2. ALTER TABLE ... MODIFY COLUMN: modify column data type
```sql
ALTER TABLE <table_name>
    MODIFY <column_name> <datatype>;
```
*Example:*
```sql 
ALTER TABLE author
    MODIFY telephone_number CHAR(20);
```

3. DROP TABLE: delete entire table
```sql
DROP TABLE <table_name>;
```
*Example:*
```sql 
DROP TABLE author;
```

4. TRUNCATE: delete data in table but keep structure
```sql
TRUNCATE TABLE <table_name>
    IMMEDIATE;
```
*Example:*
```sql
TRUNCATE TABLE author
    IMMEDIATE;
```
*NOTE:* the `TRUNCATE` statement will delete the rows and not the table.

### Hands-on Lab: CREATE, ALTER, TRUNCATE, DROP
[🔗 Open the Hands-on Lab: CREATE, ALTER, TRUNCATE, DROP.](handson_lab_create_alter_truncate_drop.pdf)

### Hands-on Lab: Create and Load Tables using SQL Scripts
[🔗 Open the Hands-on Lab: SQL Scripts](handson_lab_sql_scripts.pdf)

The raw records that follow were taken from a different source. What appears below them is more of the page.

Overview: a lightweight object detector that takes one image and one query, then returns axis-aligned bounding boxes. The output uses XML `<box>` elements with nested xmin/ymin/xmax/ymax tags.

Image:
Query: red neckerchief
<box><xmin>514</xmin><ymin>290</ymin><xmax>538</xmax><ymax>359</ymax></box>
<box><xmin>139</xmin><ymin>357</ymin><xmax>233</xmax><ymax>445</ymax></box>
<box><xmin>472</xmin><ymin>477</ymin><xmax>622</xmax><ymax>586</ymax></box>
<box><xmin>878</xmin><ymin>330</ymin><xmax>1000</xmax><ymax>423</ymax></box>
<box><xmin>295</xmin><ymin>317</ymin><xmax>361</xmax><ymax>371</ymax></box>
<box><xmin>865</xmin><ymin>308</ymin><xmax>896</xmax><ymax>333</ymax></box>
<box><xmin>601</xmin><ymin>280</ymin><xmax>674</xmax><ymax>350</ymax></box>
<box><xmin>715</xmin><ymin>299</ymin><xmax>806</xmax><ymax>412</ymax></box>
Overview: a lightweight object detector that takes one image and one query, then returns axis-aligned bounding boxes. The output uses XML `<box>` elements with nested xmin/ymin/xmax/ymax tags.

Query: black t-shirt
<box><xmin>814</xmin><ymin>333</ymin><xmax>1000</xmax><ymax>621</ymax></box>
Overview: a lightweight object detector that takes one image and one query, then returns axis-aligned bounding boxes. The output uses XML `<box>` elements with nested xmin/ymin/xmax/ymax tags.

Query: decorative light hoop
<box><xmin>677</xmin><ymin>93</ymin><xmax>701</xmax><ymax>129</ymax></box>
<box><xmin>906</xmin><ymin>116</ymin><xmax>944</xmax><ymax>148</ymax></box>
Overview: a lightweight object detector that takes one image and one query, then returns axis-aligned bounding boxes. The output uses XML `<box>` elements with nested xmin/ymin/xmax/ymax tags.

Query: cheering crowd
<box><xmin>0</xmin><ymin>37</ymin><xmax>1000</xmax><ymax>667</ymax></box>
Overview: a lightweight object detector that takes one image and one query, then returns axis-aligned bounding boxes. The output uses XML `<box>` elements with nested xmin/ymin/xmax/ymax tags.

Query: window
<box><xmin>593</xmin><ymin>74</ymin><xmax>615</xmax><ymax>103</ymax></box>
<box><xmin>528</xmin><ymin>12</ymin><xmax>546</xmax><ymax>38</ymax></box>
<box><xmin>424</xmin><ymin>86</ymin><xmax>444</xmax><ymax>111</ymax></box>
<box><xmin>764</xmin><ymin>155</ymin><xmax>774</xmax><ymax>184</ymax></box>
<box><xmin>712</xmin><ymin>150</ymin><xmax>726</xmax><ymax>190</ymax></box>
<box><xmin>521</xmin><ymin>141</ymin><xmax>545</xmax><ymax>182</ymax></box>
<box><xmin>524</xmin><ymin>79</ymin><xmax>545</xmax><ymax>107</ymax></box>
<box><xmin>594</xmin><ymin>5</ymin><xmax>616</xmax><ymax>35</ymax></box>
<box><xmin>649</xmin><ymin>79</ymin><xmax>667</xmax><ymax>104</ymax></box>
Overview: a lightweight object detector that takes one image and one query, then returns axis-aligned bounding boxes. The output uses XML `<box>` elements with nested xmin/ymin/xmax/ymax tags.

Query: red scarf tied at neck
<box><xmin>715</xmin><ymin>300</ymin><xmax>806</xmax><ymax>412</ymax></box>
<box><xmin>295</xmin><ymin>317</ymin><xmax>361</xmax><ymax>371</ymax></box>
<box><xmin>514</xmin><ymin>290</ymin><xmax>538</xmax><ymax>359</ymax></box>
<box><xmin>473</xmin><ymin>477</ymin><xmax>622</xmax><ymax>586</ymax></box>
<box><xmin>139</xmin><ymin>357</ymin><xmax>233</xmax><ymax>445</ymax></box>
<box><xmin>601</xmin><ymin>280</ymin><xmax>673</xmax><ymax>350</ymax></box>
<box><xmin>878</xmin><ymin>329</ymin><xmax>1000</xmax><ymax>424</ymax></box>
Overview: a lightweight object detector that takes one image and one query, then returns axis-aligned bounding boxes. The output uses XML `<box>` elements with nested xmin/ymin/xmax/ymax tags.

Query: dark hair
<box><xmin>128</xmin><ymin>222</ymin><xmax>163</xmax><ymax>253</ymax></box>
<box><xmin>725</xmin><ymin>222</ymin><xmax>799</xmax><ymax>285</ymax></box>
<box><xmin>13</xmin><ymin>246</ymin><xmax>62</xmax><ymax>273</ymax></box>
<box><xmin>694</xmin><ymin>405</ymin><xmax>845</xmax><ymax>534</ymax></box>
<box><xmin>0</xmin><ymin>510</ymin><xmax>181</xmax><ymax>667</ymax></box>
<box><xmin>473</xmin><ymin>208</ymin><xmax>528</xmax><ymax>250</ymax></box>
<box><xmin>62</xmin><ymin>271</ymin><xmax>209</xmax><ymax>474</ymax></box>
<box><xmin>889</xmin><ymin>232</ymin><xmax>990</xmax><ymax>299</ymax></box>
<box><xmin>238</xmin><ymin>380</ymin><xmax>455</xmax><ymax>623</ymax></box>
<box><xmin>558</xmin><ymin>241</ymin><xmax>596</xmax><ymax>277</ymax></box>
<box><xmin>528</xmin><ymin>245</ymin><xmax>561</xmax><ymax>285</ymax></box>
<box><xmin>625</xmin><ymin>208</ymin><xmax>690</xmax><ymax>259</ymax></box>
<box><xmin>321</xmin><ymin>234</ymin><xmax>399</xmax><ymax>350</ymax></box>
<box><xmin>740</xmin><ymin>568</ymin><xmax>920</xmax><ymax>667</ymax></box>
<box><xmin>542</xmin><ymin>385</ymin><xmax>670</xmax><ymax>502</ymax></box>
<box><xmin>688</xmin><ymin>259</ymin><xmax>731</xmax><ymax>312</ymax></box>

### SQL Cheat Sheet: CREATE TABLE, ALTER, DROP, TRUNCATE.
[🔗 Open SQL Cheat Sheet: CTREATE TABLE, ALTER, DROP, TRUNCATE.](sql_cheatsheet_createtable_alter_drop_truncate.pdf)

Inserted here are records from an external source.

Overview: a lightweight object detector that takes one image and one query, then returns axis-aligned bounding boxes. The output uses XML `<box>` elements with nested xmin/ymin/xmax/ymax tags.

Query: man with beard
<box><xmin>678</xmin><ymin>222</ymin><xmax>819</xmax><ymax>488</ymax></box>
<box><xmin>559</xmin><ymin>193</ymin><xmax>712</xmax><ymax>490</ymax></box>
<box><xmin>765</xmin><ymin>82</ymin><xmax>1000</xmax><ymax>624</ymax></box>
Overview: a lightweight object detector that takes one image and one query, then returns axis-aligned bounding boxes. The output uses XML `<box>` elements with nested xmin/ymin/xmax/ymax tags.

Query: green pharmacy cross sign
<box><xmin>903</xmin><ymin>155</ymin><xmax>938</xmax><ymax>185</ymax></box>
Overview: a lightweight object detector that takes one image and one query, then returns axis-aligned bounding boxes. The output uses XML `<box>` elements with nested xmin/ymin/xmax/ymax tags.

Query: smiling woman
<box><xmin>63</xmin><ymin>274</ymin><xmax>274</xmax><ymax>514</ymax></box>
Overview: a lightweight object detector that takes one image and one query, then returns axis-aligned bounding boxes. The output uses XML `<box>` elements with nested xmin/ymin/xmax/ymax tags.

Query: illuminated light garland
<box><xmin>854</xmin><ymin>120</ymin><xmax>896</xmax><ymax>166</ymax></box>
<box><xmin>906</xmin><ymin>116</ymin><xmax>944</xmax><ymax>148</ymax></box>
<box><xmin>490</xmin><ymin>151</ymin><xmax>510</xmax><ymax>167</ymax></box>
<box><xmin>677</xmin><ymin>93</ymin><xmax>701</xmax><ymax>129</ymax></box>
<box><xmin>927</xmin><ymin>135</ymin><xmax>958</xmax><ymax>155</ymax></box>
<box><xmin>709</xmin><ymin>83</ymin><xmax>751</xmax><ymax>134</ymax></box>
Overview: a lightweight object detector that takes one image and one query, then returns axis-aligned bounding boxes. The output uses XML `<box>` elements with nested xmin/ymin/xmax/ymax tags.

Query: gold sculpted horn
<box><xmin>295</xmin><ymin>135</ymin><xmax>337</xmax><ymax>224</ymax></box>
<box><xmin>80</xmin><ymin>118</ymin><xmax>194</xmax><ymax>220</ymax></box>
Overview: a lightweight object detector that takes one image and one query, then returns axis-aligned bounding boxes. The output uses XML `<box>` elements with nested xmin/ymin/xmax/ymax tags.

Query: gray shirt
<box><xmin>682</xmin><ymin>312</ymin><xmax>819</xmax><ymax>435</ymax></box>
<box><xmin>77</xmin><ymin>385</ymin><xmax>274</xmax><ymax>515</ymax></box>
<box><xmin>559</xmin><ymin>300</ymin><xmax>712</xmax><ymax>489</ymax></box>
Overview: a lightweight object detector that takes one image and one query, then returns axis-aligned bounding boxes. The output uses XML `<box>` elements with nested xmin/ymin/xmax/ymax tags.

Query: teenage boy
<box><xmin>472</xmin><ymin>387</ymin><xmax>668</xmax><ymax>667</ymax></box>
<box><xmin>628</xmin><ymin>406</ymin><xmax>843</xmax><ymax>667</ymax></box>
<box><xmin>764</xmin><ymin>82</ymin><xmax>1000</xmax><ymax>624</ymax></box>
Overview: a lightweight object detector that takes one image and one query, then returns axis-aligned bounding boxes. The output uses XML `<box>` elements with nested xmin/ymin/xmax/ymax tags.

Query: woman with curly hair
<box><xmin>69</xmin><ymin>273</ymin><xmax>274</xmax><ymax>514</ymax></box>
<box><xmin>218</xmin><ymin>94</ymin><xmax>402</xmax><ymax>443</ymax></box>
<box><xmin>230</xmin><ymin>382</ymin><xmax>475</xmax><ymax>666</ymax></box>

## Week 3: Intermediate SQL

### Refining your Results

1. Retrieving rows - using a String Patterns
*Example:*
```sql 
SELECT Firstname FROM author
WHERE Firstname LIKE 'R%';
```
`The percent sign is used to define missing letters. Place before, after, or before and after the pattern.`

2. Retrieving rows - using a Range
*Example:* 
```sql
SELECT Title, Pages FROM Book
WHERE Pages >= 290 AND Pages <=300;
```
Or
```sql
SELECT Title, Pages FROM Book
WHERE Pages BETWEEN 290 AND 300
```

3. Retrieving rows - using a Set of Values
*Example:*
```sql 
SELECT Firstname, Lastname, Country FROM Author
WHERE Country='AU' OR Country='BR';
```
Or
```sql
SELECT Firstname, Lastname, Country FROM Author
WHERE Country IN ('AU', 'BR');
```

4. Using the ORDER BY clause
*Example:*
```sql
SELECT Title FROM Book
    ORDER BY Title;
```
ORDER BY clause - Descending order
```sql
SELECT Title FROM Book
    ORDER BY Title DESC;
```

5. Eliminating Duplicates - DISTINCT clause
*Example:*
```sql 
SELECT Country, COUNT(Country)
    AS Count FROM Author GROUP BY Country;
```
6. Restricting the Result Set - HAVING clause
*Example:*
```sql
SELECT Country, COUNT(Country)
    AS Count FROM Author
    GROUP BY Country
    HAVING COUNT(Country) > 4;
```

### Hands-on Lab: String Patterns, Sorting and Grouping in MySQL
[🔗 Open Hands-on Lab: String Patterns, Sorting and Grouping](handson_lab_stringpatterns_sorting_and_grouping.pdf)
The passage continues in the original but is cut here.